Ces dernières années, elle s’est d’ailleurs évertuée à prendre de nombreuses initiatives pour la sécurité et la paix dans le continent. En mettant en place, en théorie, plusieurs dispositifs d’intervention et de sécurisation. Il s’agit notamment de la Force africaine en attente (FAA) consistant en des brigades régionales pré-positionnées et capable d’être déployées sur un terrain de crise ; de la Capacité africaine de réactions immédiates aux crises (CARIC), qui devait être basée sur le volontariat.

Pour autant, l’éternelle et lancinante question des ressources financières à mettre à la disposition de telles initiatives reste à résoudre. Quel type de financement faut-il initier à cet effet et qui sont ceux qui doivent y être associés ? L’ONU et l’Union européenne trouvent que les situations de guerres et leurs corollaires de maintiens de la paix en Afrique leur coûtent excessivement chers, en milliards de francs chaque année et qu’il appartient aux Africains d’assumer leurs responsabilités au premier chef. A juste raison du reste.

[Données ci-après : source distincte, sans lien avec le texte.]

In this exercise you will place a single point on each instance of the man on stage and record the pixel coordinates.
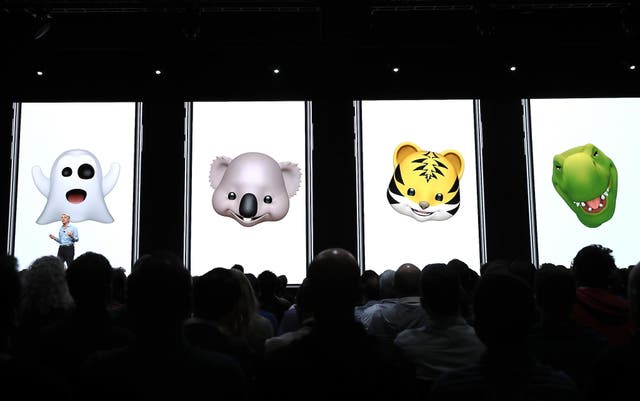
(67, 236)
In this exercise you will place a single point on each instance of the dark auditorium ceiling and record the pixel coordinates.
(455, 40)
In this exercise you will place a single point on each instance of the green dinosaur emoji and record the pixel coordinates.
(587, 180)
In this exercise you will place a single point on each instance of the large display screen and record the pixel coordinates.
(78, 159)
(584, 174)
(248, 187)
(419, 183)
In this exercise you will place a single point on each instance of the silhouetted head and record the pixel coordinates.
(268, 283)
(89, 279)
(555, 289)
(333, 284)
(440, 290)
(159, 292)
(406, 281)
(386, 284)
(370, 285)
(215, 294)
(592, 266)
(504, 310)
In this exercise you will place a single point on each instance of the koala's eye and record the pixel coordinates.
(85, 171)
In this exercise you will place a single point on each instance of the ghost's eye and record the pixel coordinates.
(85, 171)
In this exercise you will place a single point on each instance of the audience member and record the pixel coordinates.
(406, 313)
(596, 307)
(304, 315)
(387, 298)
(504, 312)
(45, 300)
(468, 280)
(255, 284)
(616, 371)
(160, 364)
(370, 284)
(337, 359)
(269, 299)
(65, 345)
(557, 340)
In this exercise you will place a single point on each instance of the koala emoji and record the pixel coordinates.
(253, 187)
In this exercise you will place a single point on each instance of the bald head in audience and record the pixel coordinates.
(407, 281)
(334, 279)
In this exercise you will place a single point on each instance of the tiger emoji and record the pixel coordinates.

Nombre de représentants africains au Forum de Dakar sur la Paix et la Sécurité en Afrique en sont donc venus à explorer d’autres sources de financements propres. A savoir, par exemple, 1% du PIB des Etats. Car on ne saurait demander encore aux populations de payer plus pour leur armée, quand on sait que dans bien des pays le conflit entre l’armée et le peuple est manifeste. En somme, la belle leçon à retenir de tous ces questionnements, indique que c’est aux Africains eux-mêmes de se débrouiller pour assurer leur propre sécurité. Cela suppose aussi qu’ils assument pleinement leur souveraineté, à tous les niveaux, y compris qu’ils exigent d’avoir voix au chapitre au Conseil de sécurité de l’ONU. Pour que cette organisation n’assure plus jamais, via l’OTAN ou autre, un travail sans le consentement des Africains et sans prévoir également un service après-vente.